1951 W. Morum Gabriel ii. viii. 243 It’s damned silly to say that. Just because I was extemporising Bach—feeling a bit groovy.
1958 Spectator 11 July 67/2 That was a good record..cool and groovy.
1959 Observer 1 Nov. 7/7 To-morrow I’ll tell him to go to hell, and what’s so groovy is, he will.
1968 Listener 5 Sept. 307/1 There are a lot of guys going round with groovy hair-styles.
Groovy! 😉
Thanks!
It only became popular in the 60s, but it appears to have originated in the 1920s jazz scene.
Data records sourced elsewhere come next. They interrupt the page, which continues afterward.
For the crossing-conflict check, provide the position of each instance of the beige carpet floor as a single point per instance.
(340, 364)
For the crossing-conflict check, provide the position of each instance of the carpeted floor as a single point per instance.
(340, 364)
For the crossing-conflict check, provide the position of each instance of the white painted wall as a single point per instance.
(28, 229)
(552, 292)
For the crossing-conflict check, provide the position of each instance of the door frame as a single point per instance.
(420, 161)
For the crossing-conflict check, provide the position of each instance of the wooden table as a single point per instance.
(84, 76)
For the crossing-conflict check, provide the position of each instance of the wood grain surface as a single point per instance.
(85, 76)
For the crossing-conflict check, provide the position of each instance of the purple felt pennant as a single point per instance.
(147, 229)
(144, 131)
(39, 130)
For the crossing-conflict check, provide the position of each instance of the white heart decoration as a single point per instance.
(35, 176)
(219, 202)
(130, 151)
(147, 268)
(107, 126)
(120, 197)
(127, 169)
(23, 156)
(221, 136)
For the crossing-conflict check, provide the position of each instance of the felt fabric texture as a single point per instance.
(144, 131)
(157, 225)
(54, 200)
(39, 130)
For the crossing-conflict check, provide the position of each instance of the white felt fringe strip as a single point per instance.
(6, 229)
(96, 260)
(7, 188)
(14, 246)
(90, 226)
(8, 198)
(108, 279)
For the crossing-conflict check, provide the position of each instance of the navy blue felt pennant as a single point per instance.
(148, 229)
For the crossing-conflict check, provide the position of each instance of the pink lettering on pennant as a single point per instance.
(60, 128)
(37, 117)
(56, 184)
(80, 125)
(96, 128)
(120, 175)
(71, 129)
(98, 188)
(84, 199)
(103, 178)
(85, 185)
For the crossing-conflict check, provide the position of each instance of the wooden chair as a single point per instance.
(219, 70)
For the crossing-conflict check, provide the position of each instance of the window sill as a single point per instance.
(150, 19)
What Matthew said, rather more eruditely. 🙂
yeah, I heard that “groovy”, too
What caused one of the young ladies to die at 33?
Internet diagnosis: I would say she had something like Ehlers-Danlos syndrome (or a related connective tissue disorder). These people have hypermobile joints and some have vascular issues that may result in ruptured vessels or organs.
Thanks for that! Yet another reason for me to avoid the fitness studio…
It was Elmira Ross’ daughter Linda who died at 33.
Elmira Ross died at age 33 of a barbituate poisoning. Check Wikopedia. Technicolor, 2 colors, later improved to 3, has been around since silent films. The Viking, 1927 for example.
Why am I not surprised it’s a song about food?
Good point.
One quick clarification:
Any time a message on the Snopes.com forums begins with “Comment:” it means that the poster is putting up a comment that was submitted from an outside source rather than asking their own question.
Jenn was posting something that had probably been submitted to Snopes via email or webform.
Also, subscribe.
Also, that thread is less than 4 years old, not 14.
Movies sure have changed an hell of a lot over the years. I can’t imagine anything even vaguely like that appearing on the silver screen today.
b&
Then again, today’s sliver screen is that iPad on which this YouTube video plays!
If it did it would be CGI 🙁
Actually, what I find extraordinary is not so much the flexibility, but the balance and strength required from the one (at 2:05) who snakes down off that box to a surface two feet lower and then back up again. I would have said it was impossible in terms of simple mechanics to balance like that if I hadn’t seen it.
Yes that was my feeling too. Perhaps because I have the stretchy tendons myself, the flexibility is less amazing to me than the sheer strength needed to do these things.
They’re very bendy. I’ll go have a banana split now.
As to the debate about authenticity, Let us not forget that “The Wizard of Oz” was shot almost entirely in color and that came out in 1939. Also, the military news archives are full of hundreds of hours of color footage of the 2nd world war. The rest of the people in th thread have already made excellant comments about the abiity of these girls being very REAL.
Wow, they’re like real-life theologians!